Theresa Hammond’s chronicle begins in 1921 and takes the reader up to the present day. African-Americans often hear the phrase “We stand on the shoulders of those who came before us,” but this phrase is much more significant for those who have become CPAs in the past 30 years. Hammond describes one of the challenges of obtaining the experience requirements necessary to receive the CPA accreditation. Many early African-American CPAs were forced to wait years to obtain their license because they could not secure employment due to racial prejudice, which was sometimes attributable to clients that did not want African-Americans working on their engagements, thereby discouraging firms from hiring them. Some of the first African-American CPAs, although they were few in number, established firms and then employed other African-American to provide them with experience and, ultimately, their licenses. This was true in the case of Lucas and Tucker, an African-American CPA firm founded by Wilmer Lucas and Alfred Tucker to help others break into the profession that grew into a powerhouse in the late 1960s and early ’70s.

The rate of growth for African-Americans in the professions was slower in accounting than in medicine or law. This reflected the needs within the African-American community. As business and commerce grew, so did the accounting profession and the need within the African-American community for CPAs. African-American CPA firms had to rely upon the development of their own communities in order to expand. Developing large firms was difficult, however, because of the lack of industry in the African-American community. As of the most recent data, from 1997, lawyers and doctors had African-American representation of 2.7% and 4.2%, respectively, while African-Americans made up barely 1% of CPAs.

The large accounting firms did not hire their first African-Americans until the 1960s and did not have an African-American partner until 1971, when Elmer Whiting merged his African-American practice with Ernst & Ernst in Cleveland. The 1970s saw an influx of African-Americans into what were then the Big Eight. I joined Arthur Andersen in 1979. While there was much to learn at larger firms, there were also many challenges. Many of the whites at these larger firms had never lived or gone to school with African-Americans, which made for an awkward working environment.

Today the United States has many successful African-American CPA firms that continue to employ individuals that have successful professional careers. Many have made great strides in the profession. Many firms, such as Mitchell and Titus; Banks, Finley, White & Co.; Bert Smith & Company; Herman Johnson, CPA; and King, King & Associates, have stood the test of time. All of these firms’ founders were pioneers in the CPA profession.

A compelling aspect of this book was the list of the first 100 African-American CPAs in the United States.
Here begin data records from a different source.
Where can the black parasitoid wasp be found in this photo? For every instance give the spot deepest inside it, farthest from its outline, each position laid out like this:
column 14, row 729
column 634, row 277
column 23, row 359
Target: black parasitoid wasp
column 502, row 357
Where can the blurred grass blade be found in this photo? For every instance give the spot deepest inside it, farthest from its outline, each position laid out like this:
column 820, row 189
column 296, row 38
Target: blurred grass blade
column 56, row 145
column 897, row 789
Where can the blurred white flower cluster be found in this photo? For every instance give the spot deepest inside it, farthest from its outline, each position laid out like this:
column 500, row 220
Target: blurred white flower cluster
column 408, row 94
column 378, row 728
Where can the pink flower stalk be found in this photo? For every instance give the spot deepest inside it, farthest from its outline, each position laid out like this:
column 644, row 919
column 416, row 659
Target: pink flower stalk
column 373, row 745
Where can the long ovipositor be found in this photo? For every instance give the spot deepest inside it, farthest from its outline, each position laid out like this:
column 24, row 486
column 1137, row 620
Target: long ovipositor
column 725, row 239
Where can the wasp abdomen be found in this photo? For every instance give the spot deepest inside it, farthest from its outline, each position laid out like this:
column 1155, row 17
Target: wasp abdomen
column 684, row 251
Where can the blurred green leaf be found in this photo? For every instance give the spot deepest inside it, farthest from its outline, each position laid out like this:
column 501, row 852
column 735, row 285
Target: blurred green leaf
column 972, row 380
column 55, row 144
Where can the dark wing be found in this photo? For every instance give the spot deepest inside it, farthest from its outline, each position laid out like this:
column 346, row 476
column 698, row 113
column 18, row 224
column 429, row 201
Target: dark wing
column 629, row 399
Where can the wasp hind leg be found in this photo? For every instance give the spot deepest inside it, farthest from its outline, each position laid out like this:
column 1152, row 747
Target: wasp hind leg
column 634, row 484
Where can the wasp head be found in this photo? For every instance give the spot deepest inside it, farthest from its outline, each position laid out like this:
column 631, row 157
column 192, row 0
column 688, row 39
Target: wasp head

I felt enormously gratified to have known some of them personally. Understanding what they went through to provide the foundation for African-American CPAs in America is truly something special that can be appreciated. I have personally benefited from the success of Watson Rice, an African-American CPA firm founded in Cleveland in 1971 by Tom Watson (deceased) and Bob Rice (still head of the firm’s Cleveland office). As a third-generation leader, having succeeded Tom Watson and Bennie Hadnott as managing partner, I can sincerely appreciate the struggle of the African-American CPA as chronicled in this exceptional book.